The DMA operations in a single processor system are actively started by the device driver, so the device driver knows when to discard the buffer line content and when to flush the buffer line content. In the SMP structure, each CPU may change the content in the memory asynchronously. Each CPU only knows when it will change the content in the memory, however, I do not know when other CPUs will change the memory content or whether the content in the local cache is inconsistent with that in the memory, each CPU may also change the memory content to make the cache of other CPUs inconsistent.
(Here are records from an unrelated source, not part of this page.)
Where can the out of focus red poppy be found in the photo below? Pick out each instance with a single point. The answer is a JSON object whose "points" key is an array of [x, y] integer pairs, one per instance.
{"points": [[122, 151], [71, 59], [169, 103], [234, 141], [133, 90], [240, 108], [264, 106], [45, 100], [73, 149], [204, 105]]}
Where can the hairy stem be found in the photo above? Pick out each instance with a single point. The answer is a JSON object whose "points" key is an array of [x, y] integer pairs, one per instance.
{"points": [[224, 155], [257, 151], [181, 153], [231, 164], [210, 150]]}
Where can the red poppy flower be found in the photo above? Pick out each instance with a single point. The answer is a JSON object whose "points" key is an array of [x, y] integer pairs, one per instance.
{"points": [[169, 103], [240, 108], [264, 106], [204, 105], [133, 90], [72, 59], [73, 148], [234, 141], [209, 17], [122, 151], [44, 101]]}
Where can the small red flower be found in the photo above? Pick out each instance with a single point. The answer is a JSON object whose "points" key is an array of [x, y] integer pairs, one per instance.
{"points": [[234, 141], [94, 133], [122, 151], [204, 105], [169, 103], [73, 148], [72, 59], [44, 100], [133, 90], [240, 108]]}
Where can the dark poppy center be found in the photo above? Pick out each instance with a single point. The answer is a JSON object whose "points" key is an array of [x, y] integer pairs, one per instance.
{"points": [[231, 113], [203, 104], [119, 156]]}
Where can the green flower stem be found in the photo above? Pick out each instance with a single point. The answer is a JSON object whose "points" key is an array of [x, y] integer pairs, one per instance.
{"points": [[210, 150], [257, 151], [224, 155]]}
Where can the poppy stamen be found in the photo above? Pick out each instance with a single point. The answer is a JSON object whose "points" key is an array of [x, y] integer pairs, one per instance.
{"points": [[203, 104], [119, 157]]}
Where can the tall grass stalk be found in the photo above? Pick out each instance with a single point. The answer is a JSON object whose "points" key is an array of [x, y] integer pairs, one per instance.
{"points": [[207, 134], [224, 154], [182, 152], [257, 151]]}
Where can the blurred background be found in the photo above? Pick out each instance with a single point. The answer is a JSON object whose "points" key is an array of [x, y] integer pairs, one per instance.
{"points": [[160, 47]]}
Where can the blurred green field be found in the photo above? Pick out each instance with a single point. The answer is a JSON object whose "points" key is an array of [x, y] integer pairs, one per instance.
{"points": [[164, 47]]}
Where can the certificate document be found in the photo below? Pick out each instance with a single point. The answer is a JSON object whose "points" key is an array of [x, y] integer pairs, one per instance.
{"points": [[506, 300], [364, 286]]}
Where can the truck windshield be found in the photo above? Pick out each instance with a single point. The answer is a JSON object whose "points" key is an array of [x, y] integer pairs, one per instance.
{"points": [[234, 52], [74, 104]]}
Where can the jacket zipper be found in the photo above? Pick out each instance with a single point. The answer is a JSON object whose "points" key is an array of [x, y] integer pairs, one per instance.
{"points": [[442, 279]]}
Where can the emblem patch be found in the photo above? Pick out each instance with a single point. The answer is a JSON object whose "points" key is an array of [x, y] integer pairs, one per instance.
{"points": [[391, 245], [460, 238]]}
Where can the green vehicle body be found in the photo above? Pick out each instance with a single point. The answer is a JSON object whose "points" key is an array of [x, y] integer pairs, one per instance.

Solution: For the content in the cache, only data is consistent, because the commands are generally read-only and are not dynamically changed during the running process. Intel provides an automatic and memory-consistent mechanism for Cache-mounted data in the Pentium CPU, called snooping ). Each CPU has a part of dedicated hardware. Once cache is enabled, it monitors the memory operations on the system bus at all times. Since memory operations must pass through the system bus, no actual memory access operation can escape monitoring. If there are write operations from other CPUs, And the cache of the CPU caches the write operation targets, the corresponding buffer lines will be automatically discarded, this makes it necessary to re-load the data into the cache when the data is needed, so that the two are consistent. In this way, the data consistency between cache and memory in the SMP structure is transparent to the software.
3. interrupt handling
In a single processor structure, the entire system has only one CPU, and all interrupt requests are responded and processed by this CPU, however, the SMP structure cannot be fixed so that one of the CPUs can process all interrupt requests; otherwise, the other CPUs cannot interrupt the clock, so if the processes running on those CPUs are in an endless loop, there will never be a chance to make system calls, and these CPUs will never have process scheduling. In addition, if it is to let all the CPUs take turns to process interruptions, or who is idle, how will the allocation of Interrupt requests be handled? These need to be done in collaboration with the software and hardware.
The traditional i386 processor uses the 8259a interrupt controller. Generally, 8259a serves to provide connections between multiple external interrupt sources and a single CPU. If the SMP structure still uses the 8259a interrupt controller, all external interrupt sources can be divided into several groups statically, and each group is connected to an 8259a, the 825a9 is connected to the CPU one-to-one, so that it cannot dynamically allocate interrupt requests. Intel designed a more general Interrupt Controller for Pentium, known as the advanced programmable interrupt controller (APIC ). Considering the need for "interrupt requests between processors", each CPU must have a local APIC, because the CPU often has to send an interrupt request to other CPUs in the system. Starting from Pentium, Intel has integrated local APIC In the CPU chip, but an external and global APIC is also required in the SMP structure to form the structure shown in.